Well, a few points from my perspective.
-Rogue Trader starts after you've left the middling peasantry of lower level play behind. You're big important guis with a lot of money and a license to go big and go bold. There's a lot of room of growth from that point (from a house with one ship to a house that commands an entire fleet) but the scale can become....unwieldy as a GM.
-My group in particular has a faction that really dislikes low level gameplay. Or at least, their appreciation of the progression curve in many games is pretty worn out. We're a group of 30 year olds, so, we've been around the block in gaming for a long time and some pretty strongly held opinions about what is fun are had.
-I'm sort of the only person at table who was, initially, genuinely enthusiastic about "scope." Most of my other players primed themselves for a sort of pulpy, swashbuckling adventure that requires, to be honest, almost none of the scope Rogue Trader offers. So they basically interpreted all the wealth and potential at their finger tips as "buy best craftmenship everything in the first couple sessions." That said, I think they're starting to understand how to make the scope work for them in ways that aren't boring. Understanding how to narratively describe how they use all their resources to get stuff done. There's a fuckload of things to consider in RT, dozens of ways to do things from personally to impersonally. And it all takes a while to absorb.

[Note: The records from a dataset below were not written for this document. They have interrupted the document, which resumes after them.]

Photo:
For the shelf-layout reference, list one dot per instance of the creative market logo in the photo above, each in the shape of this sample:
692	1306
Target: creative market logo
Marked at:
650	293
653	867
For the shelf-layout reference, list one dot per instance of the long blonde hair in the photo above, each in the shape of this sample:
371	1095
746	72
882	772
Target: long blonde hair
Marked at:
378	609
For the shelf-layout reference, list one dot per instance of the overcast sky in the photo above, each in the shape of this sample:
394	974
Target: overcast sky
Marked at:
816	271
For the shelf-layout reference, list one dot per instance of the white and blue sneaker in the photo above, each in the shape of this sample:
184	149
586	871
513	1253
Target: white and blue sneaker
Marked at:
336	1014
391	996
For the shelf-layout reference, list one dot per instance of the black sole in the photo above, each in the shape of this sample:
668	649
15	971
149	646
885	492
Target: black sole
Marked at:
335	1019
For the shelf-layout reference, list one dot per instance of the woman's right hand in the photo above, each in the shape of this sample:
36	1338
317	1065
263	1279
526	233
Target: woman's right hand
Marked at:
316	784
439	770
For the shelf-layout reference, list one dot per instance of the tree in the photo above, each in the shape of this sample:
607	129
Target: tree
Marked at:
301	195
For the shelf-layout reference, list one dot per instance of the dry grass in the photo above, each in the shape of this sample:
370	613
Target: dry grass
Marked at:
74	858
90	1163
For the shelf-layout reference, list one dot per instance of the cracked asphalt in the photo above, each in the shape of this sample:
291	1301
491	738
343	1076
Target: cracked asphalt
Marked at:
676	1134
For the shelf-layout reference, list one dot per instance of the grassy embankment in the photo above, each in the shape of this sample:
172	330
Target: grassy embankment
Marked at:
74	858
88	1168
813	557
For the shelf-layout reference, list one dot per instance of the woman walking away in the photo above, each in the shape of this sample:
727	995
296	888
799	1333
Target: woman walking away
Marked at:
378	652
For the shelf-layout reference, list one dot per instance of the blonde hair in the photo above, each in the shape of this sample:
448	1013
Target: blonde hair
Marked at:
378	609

-So the more the scope increases, the harder my job gets. Not like, sitting down and drafting documents and ideas and stuff. That comes naturally. It's at table where it starts to become an issue. Both in remembering all the shit you've written up and remembering to use it at table, and giving the PCs an enjoyable challenge given they can approach any situation from boots on the ground to commanding thousand of soldiers and nuking things from orbit and anything in-between. I start needing to deliver satisfying narratives that account for way more than your traditional dungeon crawl/audience with the king/etc... I've done pretty good so far playing a lot off the cuff but it's the kind of thing that can quickly get out of hand and get away from you. In this situation for example, if I really rewarded the PCs for this adventure.....I could easily be looking at something like "We buy 1000 Leman Russ tanks and bring them with us." Or an entire second ship and crew to factor into things. Shit I can barely remember to roll attacks in combat for the 13 bodyguards in power armor that follow them around wherever they go, mostly because there's not a great way to both have a personally satisfying combat for the party that still actually utilizes stuff like hordes of NPCs with great gear.